Almost thirty years later Ágnes seems to be watching with interest as I make notes. After all, she is not exactly unfamiliar with what I am jotting down, how, at the time of meeting Vera again nearly twenty years after everything that had happened and sharing with one another what it was possible to share while we made love and clung to one another’s lips, we inhaled time into ourselves and sucked it out of each other, negated it. After all, Ágnes with her gentle smile is also wrestling with time, although in no way showing that for her, too, that was a struggle.
Thank you, Vera said again when she was lying beside me. I was dying to tell her how I had seen her body when she was a girl. Little beads of saliva appeared at the corners of her lips while she listened. My memories became part of her memories, the way we talked was as if she really did have an older brother and I a younger sister. The roles that had formerly been adopted out of necessity became a playground, even though both of us knew it was not that. When saying goodbye we had the feeling that everything repeats itself, although the fact that her mother’s gaze had robbed her of the chance of being able to find herself or that we should treat each other as siblings would not be repeated.

My first-floor room is in the left wing.
I stroll along red-carpeted corridors. In the hall are armchairs with plush blue covers, art deco mirrors and wall lamps.

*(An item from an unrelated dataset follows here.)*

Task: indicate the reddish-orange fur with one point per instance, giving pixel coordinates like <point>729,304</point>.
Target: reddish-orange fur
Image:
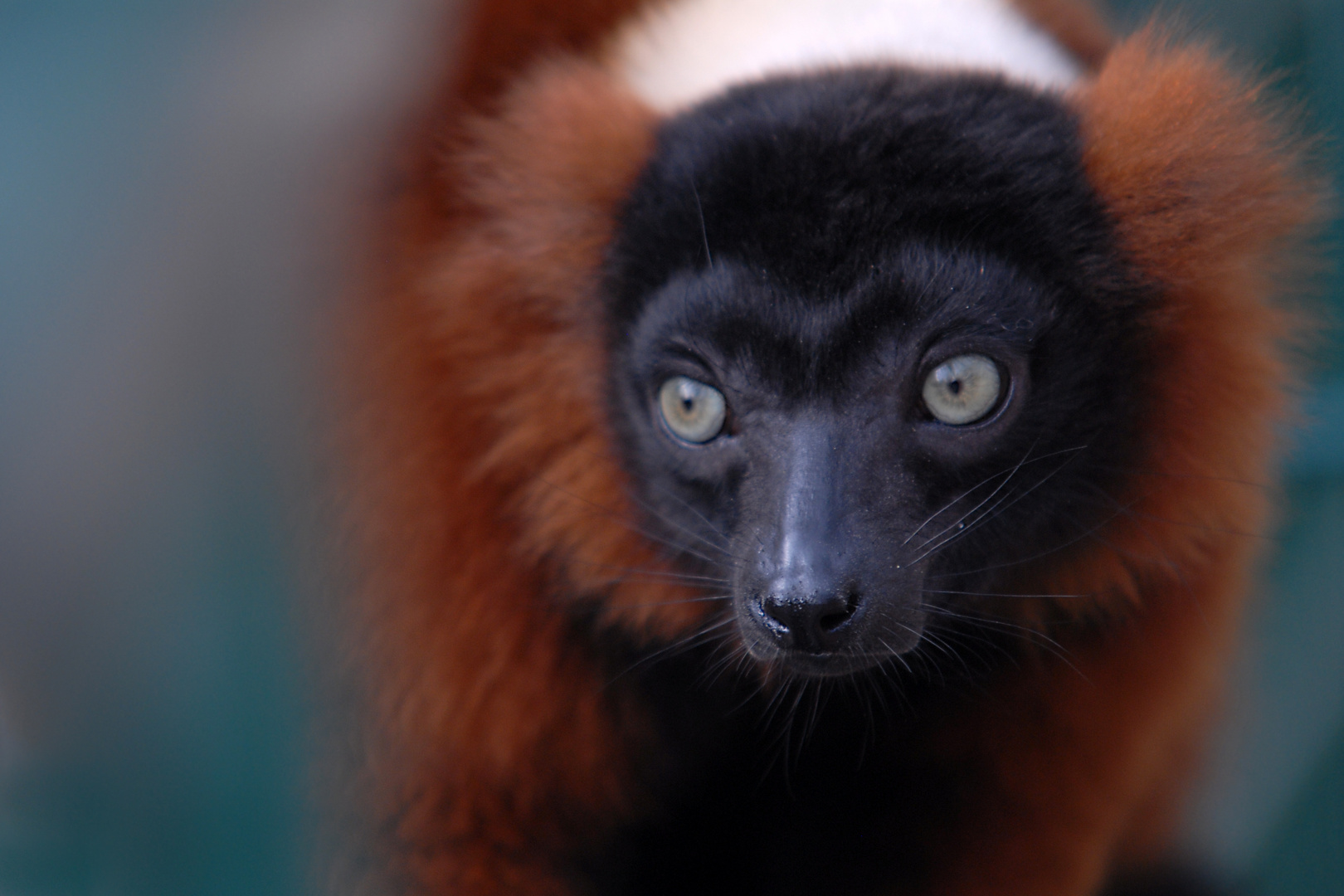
<point>488,485</point>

The first shoot commences at ten o’clock tomorrow morning. There are seven of us from Budapest. Ágnes will be the last and would like to hear each interview from start to finish.
Without Carl Lutz those who will be recalling their memories in front of the cameras would not have been in a position to recall anything at all, although it would be wrong to keep the role of blind chance completely out of the picture — the unpredictable, perhaps the momentary hesitation of a black-jacketed submachine gunner. An example in my case is the fact that on seeing the two approaching submachine gunners on Francia Road I put my arms round Vera and pushed her against the wall as if there were no opportunity to snog anywhere else. What I gather from Ágnes’s expression on the terrace is although she, too, had been invited to conjure up her recollections, for her that was the least important aspect — it was more as if she were on a pilgrimage in our company.